Accounts & authentication¶
- Sign-up with email and password; passwords are stored hashed.
- Login issues a short-lived access token and a longer-lived refresh token; refreshing rotates the refresh token so a stolen one is only usable once.
- Logout invalidates the session server-side.
Workspaces¶
A workspace is the unit of collaboration.
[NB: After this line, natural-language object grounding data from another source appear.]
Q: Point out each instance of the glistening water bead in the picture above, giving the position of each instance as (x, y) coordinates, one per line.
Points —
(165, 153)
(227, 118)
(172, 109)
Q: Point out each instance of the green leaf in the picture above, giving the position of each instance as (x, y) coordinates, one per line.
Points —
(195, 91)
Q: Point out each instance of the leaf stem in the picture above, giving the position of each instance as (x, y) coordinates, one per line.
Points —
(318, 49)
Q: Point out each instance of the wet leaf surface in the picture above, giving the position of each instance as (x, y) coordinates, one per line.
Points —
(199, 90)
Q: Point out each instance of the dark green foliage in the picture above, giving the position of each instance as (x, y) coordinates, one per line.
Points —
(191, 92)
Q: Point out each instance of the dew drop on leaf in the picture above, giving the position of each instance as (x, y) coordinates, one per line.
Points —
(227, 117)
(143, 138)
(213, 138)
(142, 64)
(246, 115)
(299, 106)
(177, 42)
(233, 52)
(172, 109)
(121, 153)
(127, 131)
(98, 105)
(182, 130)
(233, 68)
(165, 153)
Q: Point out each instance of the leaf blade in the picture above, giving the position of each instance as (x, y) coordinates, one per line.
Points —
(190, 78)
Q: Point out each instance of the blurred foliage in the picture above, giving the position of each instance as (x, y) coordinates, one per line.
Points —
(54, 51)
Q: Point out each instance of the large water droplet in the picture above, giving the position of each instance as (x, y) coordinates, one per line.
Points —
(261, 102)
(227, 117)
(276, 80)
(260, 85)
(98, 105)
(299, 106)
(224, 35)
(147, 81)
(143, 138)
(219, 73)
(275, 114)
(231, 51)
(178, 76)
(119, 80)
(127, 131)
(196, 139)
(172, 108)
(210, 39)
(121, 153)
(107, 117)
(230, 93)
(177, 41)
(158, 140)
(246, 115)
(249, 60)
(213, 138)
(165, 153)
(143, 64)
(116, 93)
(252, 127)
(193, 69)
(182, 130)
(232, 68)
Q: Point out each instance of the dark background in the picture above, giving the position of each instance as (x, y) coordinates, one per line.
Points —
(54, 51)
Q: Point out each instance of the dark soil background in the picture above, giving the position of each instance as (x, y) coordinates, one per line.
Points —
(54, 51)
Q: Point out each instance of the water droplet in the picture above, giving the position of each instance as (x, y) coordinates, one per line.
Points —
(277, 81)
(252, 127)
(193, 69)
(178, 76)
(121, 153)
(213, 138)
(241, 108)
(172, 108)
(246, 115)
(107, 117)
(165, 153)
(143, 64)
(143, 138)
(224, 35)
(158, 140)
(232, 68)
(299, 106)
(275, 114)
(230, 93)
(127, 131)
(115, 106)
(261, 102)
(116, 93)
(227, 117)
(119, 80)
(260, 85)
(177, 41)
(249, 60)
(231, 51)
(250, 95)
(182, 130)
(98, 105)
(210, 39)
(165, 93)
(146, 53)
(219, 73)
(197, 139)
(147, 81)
Each workspace:
- has a fixed annotation type chosen at creation —
COREF,NER,POS, orWSD— which determines the editor the frontend renders and the annotation endpoints that apply; - has an owner and members with roles that gate who can manage members, upload documents, and annotate;
- contains any number of documents.
Documents & tokenization¶
- Documents are uploaded as plain text (TXT) or pre-annotated CoNLL-2012.
- On upload, the backend stores the raw file, then tokenises the content into sentences and tokens (with global and per-sentence indices) so that annotations can reference exact token spans.
- Large documents are served to the editor in pages (keyset pagination) so the UI can lazy-load instead of fetching the whole corpus at once.
What happens between "user picks a file" and "document ready to annotate":

Annotation¶
Each annotation type has its own module and endpoints, all operating on token spans:
- Coreference — create mentions over token ranges, group mentions into clusters, merge clusters, delete mentions/clusters.
- NER — label token spans with entity types.
- POS — assign part-of-speech tags per token; supports custom tag sets per workspace and CSV import of tags.
- WSD — maintain sense inventories and assign senses to ambiguous tokens.
Annotations are per-user where the workflow requires comparing annotators (disagreement views), with editor sessions persisted server-side so an annotator can resume exactly where they stopped.
Recommendations¶
A rule-based recommender suggests likely annotations (e.g. candidate mentions) which annotators can accept or dismiss; dismissals are remembered per user.
Notifications¶
Cross-module events (document uploaded and tokenized, member added, etc.) generate in-app notifications for the affected users, delivered through a polling endpoint and shown by the frontend's notification dropdown.
Import / export¶
- Import: TXT (tokenised on upload) and CoNLL-2012 (tokens + existing annotations preserved).
- Export: workspace or document annotations as CoNLL-2012 and CSV (POS), suitable for downstream NLP pipelines.
Health & observability¶
/actuator/healthaggregates per-module health indicators plus the database connection.- Prometheus-format metrics at
/actuator/prometheusin prod. - Structured request logging with a rolling file in prod.